Wetsvoorstel legt NSA-hackingtools aan banden
In de Verenigde Staten is een wetsvoorstel ingediend dat het gebruik van hackingtools door de NSA aan banden legt. Het voorstel komt er na wereldwijde kritiek op de huidige praktijken van de inlichtingendienst. De NSA wist onder meer af van een groot lek in Windows waardoor ransomware WannaCry honderdduizenden slachtoffers kon maken.
Patch
Het wetsvoorstel zou inlichtingendiensten verplichten een structuur op poten te zetten die kennis van softwarelekken beheert. De ‘Protecting Our Ability to Counter Hacking Act’, kortweg ‘PATCH’, zou diensten als de NSA doen nadenken over wanneer het kwetsbaarheden voor zich kan houden en wanneer het die moet verspreiden.

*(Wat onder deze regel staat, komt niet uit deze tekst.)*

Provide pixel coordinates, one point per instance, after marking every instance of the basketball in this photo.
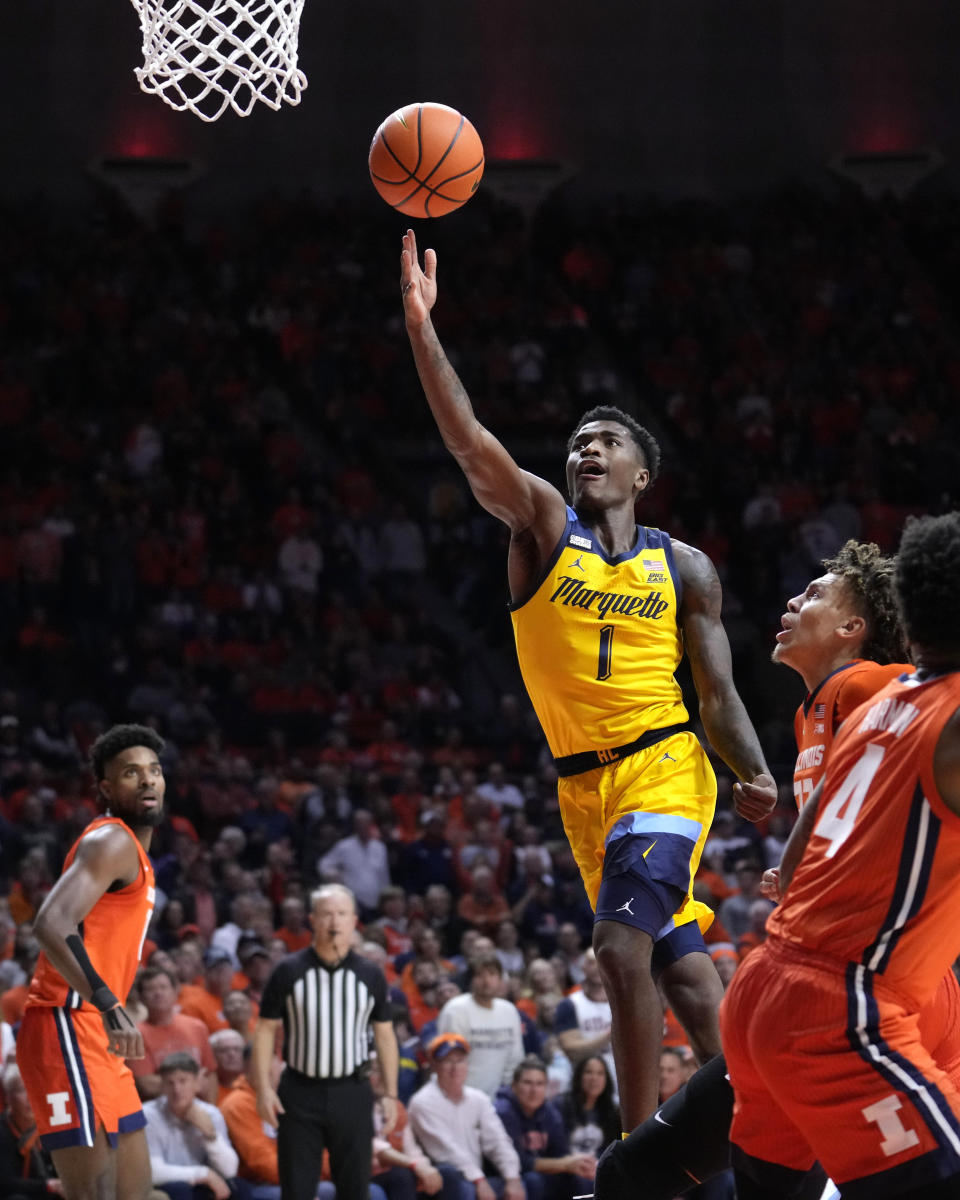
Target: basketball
(426, 160)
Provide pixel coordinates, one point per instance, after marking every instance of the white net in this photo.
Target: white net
(208, 55)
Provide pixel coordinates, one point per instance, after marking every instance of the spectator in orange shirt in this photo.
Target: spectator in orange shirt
(207, 1001)
(228, 1049)
(256, 965)
(756, 931)
(483, 906)
(166, 1031)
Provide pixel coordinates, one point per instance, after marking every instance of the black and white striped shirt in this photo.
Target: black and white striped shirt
(325, 1011)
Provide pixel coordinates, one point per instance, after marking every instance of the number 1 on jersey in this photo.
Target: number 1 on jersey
(605, 661)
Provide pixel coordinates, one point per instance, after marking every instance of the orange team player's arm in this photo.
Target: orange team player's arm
(259, 1152)
(105, 857)
(725, 721)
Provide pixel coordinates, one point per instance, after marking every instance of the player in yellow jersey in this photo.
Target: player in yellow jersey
(603, 613)
(76, 1035)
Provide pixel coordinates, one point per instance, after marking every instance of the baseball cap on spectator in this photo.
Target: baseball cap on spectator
(249, 948)
(181, 825)
(445, 1043)
(724, 951)
(215, 955)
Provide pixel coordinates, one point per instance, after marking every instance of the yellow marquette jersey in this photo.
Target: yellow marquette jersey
(599, 641)
(113, 935)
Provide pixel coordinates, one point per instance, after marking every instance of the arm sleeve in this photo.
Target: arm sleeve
(246, 1131)
(220, 1153)
(510, 1122)
(496, 1144)
(166, 1173)
(439, 1141)
(274, 994)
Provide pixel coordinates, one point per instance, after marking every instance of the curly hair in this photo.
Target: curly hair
(643, 439)
(869, 575)
(121, 737)
(927, 581)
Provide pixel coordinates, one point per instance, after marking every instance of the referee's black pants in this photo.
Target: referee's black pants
(318, 1114)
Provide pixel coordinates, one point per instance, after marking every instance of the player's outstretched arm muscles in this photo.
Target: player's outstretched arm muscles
(725, 720)
(520, 499)
(105, 857)
(947, 763)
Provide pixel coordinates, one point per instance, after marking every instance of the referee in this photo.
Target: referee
(325, 996)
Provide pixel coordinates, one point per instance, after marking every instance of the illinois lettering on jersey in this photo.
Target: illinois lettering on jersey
(823, 711)
(599, 641)
(113, 934)
(876, 887)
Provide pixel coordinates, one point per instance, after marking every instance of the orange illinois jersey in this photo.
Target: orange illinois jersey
(599, 641)
(876, 887)
(826, 707)
(113, 934)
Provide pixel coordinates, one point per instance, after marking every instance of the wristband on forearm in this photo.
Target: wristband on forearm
(101, 995)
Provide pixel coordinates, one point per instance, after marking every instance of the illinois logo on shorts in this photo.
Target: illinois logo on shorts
(75, 1084)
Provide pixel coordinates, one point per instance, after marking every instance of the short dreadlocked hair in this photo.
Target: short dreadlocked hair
(927, 581)
(645, 441)
(121, 737)
(869, 575)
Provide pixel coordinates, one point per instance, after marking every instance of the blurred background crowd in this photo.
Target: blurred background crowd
(225, 511)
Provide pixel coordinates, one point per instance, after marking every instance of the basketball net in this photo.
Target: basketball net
(208, 55)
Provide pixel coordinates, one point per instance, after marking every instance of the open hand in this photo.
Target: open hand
(417, 287)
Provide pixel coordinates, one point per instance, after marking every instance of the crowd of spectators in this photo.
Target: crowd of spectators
(225, 511)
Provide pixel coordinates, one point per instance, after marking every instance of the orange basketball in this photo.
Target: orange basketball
(426, 160)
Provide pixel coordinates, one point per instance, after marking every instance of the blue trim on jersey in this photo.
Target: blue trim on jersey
(75, 1137)
(647, 823)
(864, 1036)
(813, 695)
(551, 563)
(912, 877)
(647, 538)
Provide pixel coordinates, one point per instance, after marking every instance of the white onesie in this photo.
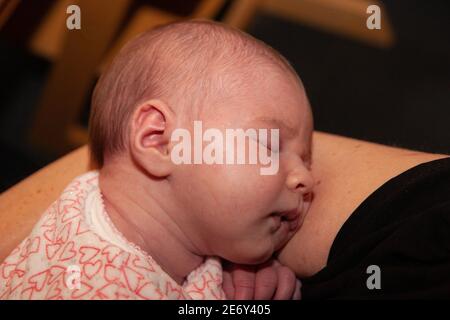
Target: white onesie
(75, 252)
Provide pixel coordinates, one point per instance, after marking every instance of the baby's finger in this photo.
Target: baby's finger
(244, 283)
(227, 285)
(286, 284)
(297, 293)
(266, 283)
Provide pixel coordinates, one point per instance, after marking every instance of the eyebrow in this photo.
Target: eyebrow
(288, 130)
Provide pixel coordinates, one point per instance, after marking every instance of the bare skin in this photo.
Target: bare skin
(347, 171)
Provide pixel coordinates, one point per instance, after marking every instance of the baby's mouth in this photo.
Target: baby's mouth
(291, 217)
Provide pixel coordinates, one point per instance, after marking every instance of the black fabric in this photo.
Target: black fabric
(404, 228)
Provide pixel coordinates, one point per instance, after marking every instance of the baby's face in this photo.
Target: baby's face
(233, 210)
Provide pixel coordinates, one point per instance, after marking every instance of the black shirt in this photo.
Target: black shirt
(402, 230)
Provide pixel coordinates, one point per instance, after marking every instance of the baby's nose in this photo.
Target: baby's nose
(300, 180)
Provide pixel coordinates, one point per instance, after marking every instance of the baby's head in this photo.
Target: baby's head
(202, 71)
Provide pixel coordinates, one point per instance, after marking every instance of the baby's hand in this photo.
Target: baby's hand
(267, 281)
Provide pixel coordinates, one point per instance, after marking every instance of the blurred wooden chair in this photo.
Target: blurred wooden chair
(80, 55)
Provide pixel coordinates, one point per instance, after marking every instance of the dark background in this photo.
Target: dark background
(398, 96)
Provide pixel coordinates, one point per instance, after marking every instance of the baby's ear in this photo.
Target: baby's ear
(150, 137)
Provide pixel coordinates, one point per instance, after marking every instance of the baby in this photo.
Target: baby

Daarnaast zou een speciaal committee worden opgericht met hooggeplaatste leden van de regering. Daarin moeten de directeurs van alle inlichtingendiensten zetelen aan de zijde van de minister van veiligheid en de minister van handel. Deze raad zou jaarlijks verslag moeten uitbrengen aan het congres. Momenteel bestaat er reeds zo’n committee, maar dat staat momenteel nog veel meer op zichzelf, zonder overheidscontrole.
Kritiek
Meteen na het indienen van het wetsvoorstel rijzen meteen al enkele vragen: gaat het voorstel wel ver genoeg? De NSA zou onder de nieuwe regulering immers niet verplicht worden om zijn kennis te delen. Volgens de huidige bewoording wordt het slechts aangemaand om een beleid op te stellen, waar vervolgens nog steeds eender wat in kan staan.
Onder meer Microsoft haalde de afgelopen week hard uit naar de Amerikaanse overheid. Indien de NSA sneller naar buiten kwam met zijn informatie, hadden vele besmettingen voorkomen kunnen worden. Het lek werd nu echter naar buiten gebracht door een groep hackers die de informatie deelden via WikiLeaks.